In Canada, sheet metal workers are represented under the machining, metal forming, and shaping, and trades labour force.

A 2015 Labour Force Survey by Statistics Canada reported approximately 41 per cent of the workers are unionized.

“We are finding other groups and other communities to work with to try to bring young people in the way of new apprentices,” Steele said.

“What we don’t want is what they gave us,” said Nolan Noel-Peden, a Local 30 first-year apprentice.

Only five months into his apprenticeship, Noel-Peden said if workers got what they wanted, they wouldn’t be striking.

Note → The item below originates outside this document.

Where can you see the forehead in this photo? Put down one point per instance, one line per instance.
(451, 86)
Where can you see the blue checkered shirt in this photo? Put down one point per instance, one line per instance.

“There’s no increase. Like there’s no increase for the sub-foreman, there’s no increase the foreman,” he said.

At a rate increase of $2 per hour each year, they would have had an increase of $6 an hour over a course of three years.

“If you want us to work hard, pay us what we want, pay us what we deserve,” Noel-Peden said.

Sherwin Steele and co-workers continue to strike for Local 30 in Brampton on May 14, 2019. (Lola Waheed)

“It’s been a little tough,” Steele said as the stalemate enters its second week. “Only because a lot of us have families and we are always responsible to our families and we’re not in the position to do that right now.”

Though there hasn’t been any discussion between the two sides, the workers remain hopeful of reaching an agreement with the contractors soon.

“We are gonna be out here until we are in the position to be able to get back to work and represent our union as effectively as we always have in our talks going with contract,” Steele said.